Here are seven urban rivers that once were known as polluted, dangerous places, but are now (or soon will be) places where you can jump right in-the water’s fine.

Charles River, Boston

Charles River opened for its first public swim in 50 years

Last summer, the Charles River opened for its first public swim in 50 years, as a section cordoned off by buoys and manned by lifeguards was opened for two hours. Once given a D rating by the Environmental Protection Agency, environmentalists halted the flow of sewage into the Charles, and its rating has improved to a solid B, thanks to groups like the Charles River Conservancy and the Charles River Swimming Club, which is hosting a one-mile swim in the river this weekend. Even though the river has come a long way, advocates still have some work to do: “The bottom of the river remains a toxic mess, but if a swimmer can get in and out of the water without touching the squishy bottom, no tetanus shot is necessary.”

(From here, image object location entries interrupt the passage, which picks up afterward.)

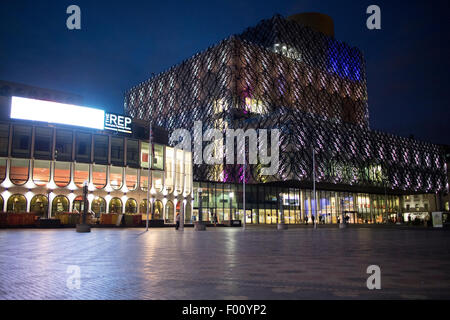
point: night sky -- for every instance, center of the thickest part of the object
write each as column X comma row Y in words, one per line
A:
column 123, row 42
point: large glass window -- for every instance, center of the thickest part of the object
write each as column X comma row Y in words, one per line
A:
column 101, row 149
column 83, row 147
column 43, row 143
column 117, row 151
column 99, row 176
column 41, row 172
column 131, row 206
column 81, row 174
column 39, row 205
column 21, row 144
column 115, row 205
column 18, row 173
column 62, row 173
column 4, row 139
column 131, row 178
column 63, row 145
column 17, row 203
column 2, row 169
column 60, row 204
column 116, row 177
column 133, row 153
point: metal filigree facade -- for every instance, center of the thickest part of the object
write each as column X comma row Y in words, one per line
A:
column 312, row 87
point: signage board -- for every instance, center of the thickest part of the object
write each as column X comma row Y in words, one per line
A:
column 117, row 122
column 437, row 219
column 55, row 112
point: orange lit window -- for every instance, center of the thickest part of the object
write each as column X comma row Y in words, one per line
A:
column 131, row 179
column 19, row 171
column 41, row 172
column 81, row 174
column 62, row 174
column 99, row 176
column 116, row 177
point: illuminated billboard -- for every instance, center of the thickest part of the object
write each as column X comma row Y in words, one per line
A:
column 55, row 112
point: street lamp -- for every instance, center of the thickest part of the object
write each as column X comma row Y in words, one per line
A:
column 230, row 196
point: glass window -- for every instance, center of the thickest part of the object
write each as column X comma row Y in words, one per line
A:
column 98, row 206
column 60, row 204
column 63, row 145
column 39, row 205
column 41, row 172
column 99, row 176
column 143, row 207
column 131, row 206
column 81, row 174
column 2, row 169
column 62, row 173
column 101, row 149
column 117, row 151
column 169, row 171
column 158, row 163
column 115, row 205
column 116, row 177
column 21, row 144
column 18, row 173
column 4, row 139
column 133, row 153
column 158, row 180
column 83, row 147
column 17, row 203
column 131, row 178
column 43, row 143
column 144, row 179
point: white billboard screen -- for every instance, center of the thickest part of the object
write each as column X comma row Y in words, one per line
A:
column 54, row 112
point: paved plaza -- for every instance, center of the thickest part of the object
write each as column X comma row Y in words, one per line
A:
column 225, row 263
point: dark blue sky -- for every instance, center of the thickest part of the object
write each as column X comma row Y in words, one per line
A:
column 122, row 42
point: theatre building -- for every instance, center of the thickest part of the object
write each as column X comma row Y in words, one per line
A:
column 46, row 156
column 291, row 74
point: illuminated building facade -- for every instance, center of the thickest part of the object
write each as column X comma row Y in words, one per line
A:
column 47, row 163
column 284, row 75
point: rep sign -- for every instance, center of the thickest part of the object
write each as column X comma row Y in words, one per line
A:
column 118, row 123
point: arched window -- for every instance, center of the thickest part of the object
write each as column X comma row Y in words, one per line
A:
column 41, row 172
column 143, row 206
column 158, row 207
column 115, row 205
column 169, row 211
column 39, row 205
column 99, row 176
column 62, row 174
column 18, row 173
column 116, row 177
column 17, row 203
column 60, row 204
column 98, row 206
column 131, row 206
column 81, row 174
column 2, row 169
column 78, row 204
column 131, row 178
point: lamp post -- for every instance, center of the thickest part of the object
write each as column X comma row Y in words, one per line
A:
column 83, row 227
column 199, row 225
column 230, row 218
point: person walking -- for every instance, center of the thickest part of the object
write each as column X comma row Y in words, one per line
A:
column 177, row 221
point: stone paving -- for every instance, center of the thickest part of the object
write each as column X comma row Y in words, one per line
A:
column 225, row 263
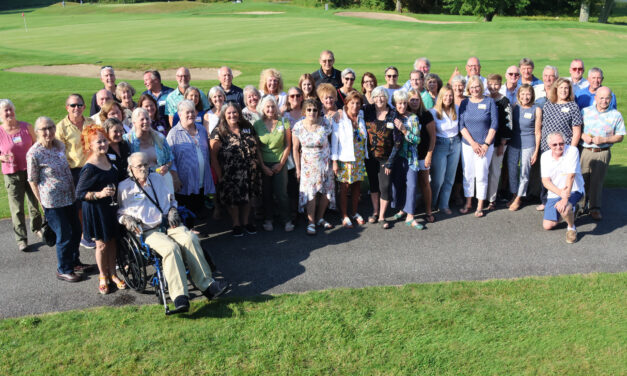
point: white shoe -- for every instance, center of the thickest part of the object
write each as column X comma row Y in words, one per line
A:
column 267, row 225
column 289, row 226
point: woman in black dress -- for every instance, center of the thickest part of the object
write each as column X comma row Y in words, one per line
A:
column 96, row 189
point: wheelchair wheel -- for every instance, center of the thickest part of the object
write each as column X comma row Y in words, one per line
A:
column 131, row 262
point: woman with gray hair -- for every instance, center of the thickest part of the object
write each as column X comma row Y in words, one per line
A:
column 348, row 80
column 217, row 97
column 51, row 181
column 384, row 142
column 275, row 142
column 190, row 148
column 16, row 137
column 251, row 101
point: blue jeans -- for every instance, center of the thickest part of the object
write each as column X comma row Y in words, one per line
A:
column 443, row 167
column 64, row 222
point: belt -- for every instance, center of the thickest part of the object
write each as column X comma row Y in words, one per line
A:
column 597, row 150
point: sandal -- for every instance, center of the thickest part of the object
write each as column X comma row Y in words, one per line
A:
column 359, row 219
column 324, row 224
column 121, row 285
column 103, row 287
column 311, row 229
column 414, row 224
column 346, row 223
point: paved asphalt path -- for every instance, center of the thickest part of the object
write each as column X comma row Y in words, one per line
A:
column 460, row 247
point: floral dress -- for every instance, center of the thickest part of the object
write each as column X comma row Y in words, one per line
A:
column 316, row 174
column 241, row 178
column 351, row 172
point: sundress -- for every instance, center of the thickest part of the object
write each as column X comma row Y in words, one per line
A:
column 316, row 174
column 241, row 178
column 351, row 172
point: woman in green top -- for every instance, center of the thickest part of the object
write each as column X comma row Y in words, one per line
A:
column 276, row 142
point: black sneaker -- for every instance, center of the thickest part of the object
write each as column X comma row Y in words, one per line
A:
column 238, row 231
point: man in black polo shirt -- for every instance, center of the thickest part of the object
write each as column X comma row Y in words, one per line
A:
column 326, row 73
column 233, row 93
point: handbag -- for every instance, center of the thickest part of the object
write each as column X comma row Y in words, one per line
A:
column 50, row 238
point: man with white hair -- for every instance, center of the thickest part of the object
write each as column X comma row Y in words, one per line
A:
column 107, row 76
column 102, row 96
column 549, row 75
column 233, row 93
column 602, row 128
column 183, row 78
column 148, row 207
column 561, row 176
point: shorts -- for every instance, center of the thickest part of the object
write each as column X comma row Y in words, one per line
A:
column 551, row 214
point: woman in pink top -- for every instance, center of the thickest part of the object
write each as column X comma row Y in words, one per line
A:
column 16, row 137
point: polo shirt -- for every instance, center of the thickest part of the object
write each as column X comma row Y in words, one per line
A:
column 334, row 79
column 604, row 124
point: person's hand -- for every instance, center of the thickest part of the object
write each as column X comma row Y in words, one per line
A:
column 174, row 219
column 131, row 224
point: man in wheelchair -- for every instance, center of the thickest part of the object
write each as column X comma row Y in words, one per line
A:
column 148, row 207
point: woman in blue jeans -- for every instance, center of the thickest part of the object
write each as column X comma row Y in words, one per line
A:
column 447, row 148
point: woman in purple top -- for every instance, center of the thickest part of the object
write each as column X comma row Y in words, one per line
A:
column 16, row 137
column 190, row 146
column 478, row 122
column 51, row 181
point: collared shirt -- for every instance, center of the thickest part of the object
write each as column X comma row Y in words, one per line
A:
column 133, row 200
column 604, row 124
column 558, row 169
column 70, row 135
column 334, row 79
column 585, row 98
column 48, row 168
column 175, row 97
column 163, row 95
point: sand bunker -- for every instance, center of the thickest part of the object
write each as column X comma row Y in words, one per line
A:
column 93, row 71
column 392, row 17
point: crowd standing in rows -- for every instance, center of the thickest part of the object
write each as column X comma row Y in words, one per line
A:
column 270, row 152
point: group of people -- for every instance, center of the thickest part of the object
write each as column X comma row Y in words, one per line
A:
column 266, row 151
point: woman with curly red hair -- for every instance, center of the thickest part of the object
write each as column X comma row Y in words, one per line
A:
column 96, row 189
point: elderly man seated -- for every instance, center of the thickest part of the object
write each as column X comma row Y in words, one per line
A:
column 561, row 176
column 148, row 207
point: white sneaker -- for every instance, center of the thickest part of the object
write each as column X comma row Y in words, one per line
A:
column 289, row 226
column 267, row 225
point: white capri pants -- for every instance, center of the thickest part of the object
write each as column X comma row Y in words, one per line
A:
column 476, row 168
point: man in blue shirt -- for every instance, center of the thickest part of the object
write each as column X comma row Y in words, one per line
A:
column 585, row 97
column 154, row 88
column 232, row 92
column 326, row 73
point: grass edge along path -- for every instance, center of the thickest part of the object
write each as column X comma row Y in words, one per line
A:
column 572, row 324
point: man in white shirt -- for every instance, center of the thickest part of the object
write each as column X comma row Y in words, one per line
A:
column 561, row 176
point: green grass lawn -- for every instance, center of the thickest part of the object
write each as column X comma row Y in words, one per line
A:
column 165, row 35
column 567, row 325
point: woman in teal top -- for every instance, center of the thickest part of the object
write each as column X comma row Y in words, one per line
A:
column 275, row 142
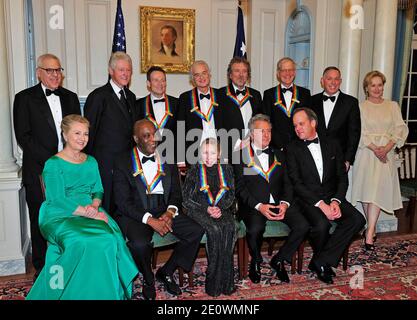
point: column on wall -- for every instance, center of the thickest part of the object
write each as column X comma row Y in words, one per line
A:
column 384, row 41
column 350, row 45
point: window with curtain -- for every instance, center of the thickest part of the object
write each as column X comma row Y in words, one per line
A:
column 409, row 102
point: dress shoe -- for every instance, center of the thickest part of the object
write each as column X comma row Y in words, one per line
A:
column 148, row 291
column 324, row 273
column 255, row 272
column 168, row 282
column 279, row 267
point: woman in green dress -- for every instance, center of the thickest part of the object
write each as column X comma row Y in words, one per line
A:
column 87, row 257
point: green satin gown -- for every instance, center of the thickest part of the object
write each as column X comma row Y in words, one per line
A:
column 87, row 259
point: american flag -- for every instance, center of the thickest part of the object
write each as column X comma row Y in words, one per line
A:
column 119, row 37
column 240, row 44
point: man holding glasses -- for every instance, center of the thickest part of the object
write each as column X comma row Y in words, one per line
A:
column 37, row 116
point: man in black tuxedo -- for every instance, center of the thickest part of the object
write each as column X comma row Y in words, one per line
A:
column 317, row 171
column 280, row 102
column 161, row 109
column 199, row 110
column 37, row 116
column 265, row 193
column 338, row 114
column 148, row 198
column 239, row 103
column 111, row 112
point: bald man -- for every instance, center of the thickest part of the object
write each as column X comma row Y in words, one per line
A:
column 148, row 199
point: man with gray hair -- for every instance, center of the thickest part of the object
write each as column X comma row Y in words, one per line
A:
column 281, row 101
column 199, row 108
column 37, row 116
column 265, row 193
column 111, row 112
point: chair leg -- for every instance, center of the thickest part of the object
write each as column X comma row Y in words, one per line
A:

Los Angeles River, Los Angeles

South Platte River, Denver

Spree River, Berlin

Elizabeth River, Virginia

Thames River, London

East River, New York City

In Leicester the River Soar has been clean enough for swimming for very many years. Leicesters citizens were at one time encouraged to enjoy its waters. Aylestone Boathouse Lido, the swimming area created for workers at the gas works, The Bede House Bathing Station, Castle Gardens swimming area. Soar Lane Coal Wharf, North Bridge, Abbey Park and the Abbey Meadows bathing Stations are now all closed. Discover why…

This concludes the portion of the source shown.